La décision de la Cour supérieure du Québec Éthier c. Commission des lésions professionnelles1 traite du droit de retrait préventif de la travailleuse enceinte dans le contexte d’une travailleuse à l’emploi d’une entreprise de juridiction fédérale. Dans cette affaire, des questions de compétence constitutionnelle ont été soulevées et la Cour a confirmé que l’article 36 de la Loi sur la santé et la sécurité du travail (« LSST »)2 ne s’applique pas aux entreprises de juridiction fédérale et qu'une travailleuse qui se prévaut de son droit de retrait préventif en vertu du Code canadien du travail (le « C.C.T. »)3 n’a pas droit au versement d’une indemnité de remplacement du revenu en vertu du régime provincial, indépendamment du fait que le régime fédéral ne prévoit aucune indemnisation.
LES FAITS
Mme Éthier travaille pour la Compagnie de chemins de fer nationaux du Canada (le « CN »), une entreprise de juridiction fédérale. En août 2011, alors qu’elle est enceinte, elle présente une demande à la Commission de la santé et de la sécurité du travail (« CSST ») en vertu du programme « Pour une maternité sans danger ». Par la suite, un médecin recommande qu’en raison de son état, elle soit affectée à des tâches ne comportant pas de danger physique ou, à défaut, qu’elle puisse bénéficier d’un retrait préventif à compter de la 20e semaine de grossesse. Son employeur l’informe qu’il ne peut modifier son poste et qu’il ne peut la réaffecter à d’autres tâches. Par conséquent, Mme Éthier se prévaut du retrait préventif de la femme enceinte prévu aux articles 132, 205 (a) et 205.1 C.C.T. Par la suite, la CSST informe Mme Éthier qu’elle n’est pas admissible au régime de retrait préventif prévu à la LSST, puisque celui-ci ne s’applique pas aux entreprises de juridiction fédérale. Par conséquent, la CSST l’informe qu’elle n’a pas droit aux indemnités de remplacement du revenu versées en vertu de l’article 36 de la LSST. Mme Éthier demande une révision de cette décision et, par la suite, elle conteste la décision de la Direction de la révision administrative de la CSST devant la Commission des lésions professionnelles (« CLP »). Les deux instances ayant rejeté ses requêtes, elle demande à la Cour supérieure de réviser la décision rendue par la CLP4.

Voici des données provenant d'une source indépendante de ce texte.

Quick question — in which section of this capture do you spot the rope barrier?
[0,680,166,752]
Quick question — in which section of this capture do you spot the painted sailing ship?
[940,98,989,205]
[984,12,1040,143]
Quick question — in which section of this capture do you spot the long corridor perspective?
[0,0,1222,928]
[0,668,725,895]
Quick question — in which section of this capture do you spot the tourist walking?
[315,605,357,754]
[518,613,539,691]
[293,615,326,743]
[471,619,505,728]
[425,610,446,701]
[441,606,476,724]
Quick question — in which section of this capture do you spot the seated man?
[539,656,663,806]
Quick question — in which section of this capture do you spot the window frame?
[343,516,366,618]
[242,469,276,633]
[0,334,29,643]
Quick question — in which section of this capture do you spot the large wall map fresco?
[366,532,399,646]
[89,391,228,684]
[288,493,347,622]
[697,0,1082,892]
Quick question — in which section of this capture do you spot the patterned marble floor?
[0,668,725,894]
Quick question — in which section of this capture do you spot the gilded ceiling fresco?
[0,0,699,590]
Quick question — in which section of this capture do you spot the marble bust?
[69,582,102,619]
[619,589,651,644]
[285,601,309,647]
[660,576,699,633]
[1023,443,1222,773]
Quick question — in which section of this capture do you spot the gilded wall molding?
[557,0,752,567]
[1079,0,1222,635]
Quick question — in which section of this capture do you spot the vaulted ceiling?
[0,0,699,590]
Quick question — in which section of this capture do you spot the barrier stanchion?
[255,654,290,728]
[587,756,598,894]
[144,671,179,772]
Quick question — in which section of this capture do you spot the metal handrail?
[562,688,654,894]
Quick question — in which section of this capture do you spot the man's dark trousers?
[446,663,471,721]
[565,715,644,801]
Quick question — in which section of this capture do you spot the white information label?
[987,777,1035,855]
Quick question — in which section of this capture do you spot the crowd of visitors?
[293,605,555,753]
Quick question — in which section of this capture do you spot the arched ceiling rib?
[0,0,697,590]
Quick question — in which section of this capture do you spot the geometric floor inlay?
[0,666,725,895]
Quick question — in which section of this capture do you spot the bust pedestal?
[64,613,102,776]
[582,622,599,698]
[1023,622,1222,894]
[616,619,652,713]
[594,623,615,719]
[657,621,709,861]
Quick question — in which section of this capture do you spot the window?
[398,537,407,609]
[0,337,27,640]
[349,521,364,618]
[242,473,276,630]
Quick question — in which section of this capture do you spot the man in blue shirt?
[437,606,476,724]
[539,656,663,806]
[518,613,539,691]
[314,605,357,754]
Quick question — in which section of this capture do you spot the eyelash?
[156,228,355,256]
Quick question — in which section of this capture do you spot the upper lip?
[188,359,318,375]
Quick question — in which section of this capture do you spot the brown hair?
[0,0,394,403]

LA DÉCISION DE LA COUR SUPÉRIEURE
La Cour supérieure devait déterminer si le régime d’indemnisation de la Loi sur les accidents du travail et les maladies professionnelles5 (« LATMP ») est, par l’effet de l’article 131 C.C.T., constitutionnellement applicable à la travailleuse enceinte à l’emploi d’une entreprise de juridiction fédérale qui se prévaut du droit de retrait préventif. L’article 131 du C.C.T. se lit comme suit :
« 131. [Maintien des autres recours] Le fait qu’un employeur ou un employé se soit conformé ou non à quelque disposition de la présente partie n’a pas pour effet de porter atteinte au droit de l’employé de se faire indemniser aux termes d’une loi portant sur l’indemnisation des employés en cas de maladie professionnelle ou d’accident du travail, ni de modifier la responsabilité ou les obligations qui incombent à l’employeur ou à l’employé aux termes d’une telle loi. »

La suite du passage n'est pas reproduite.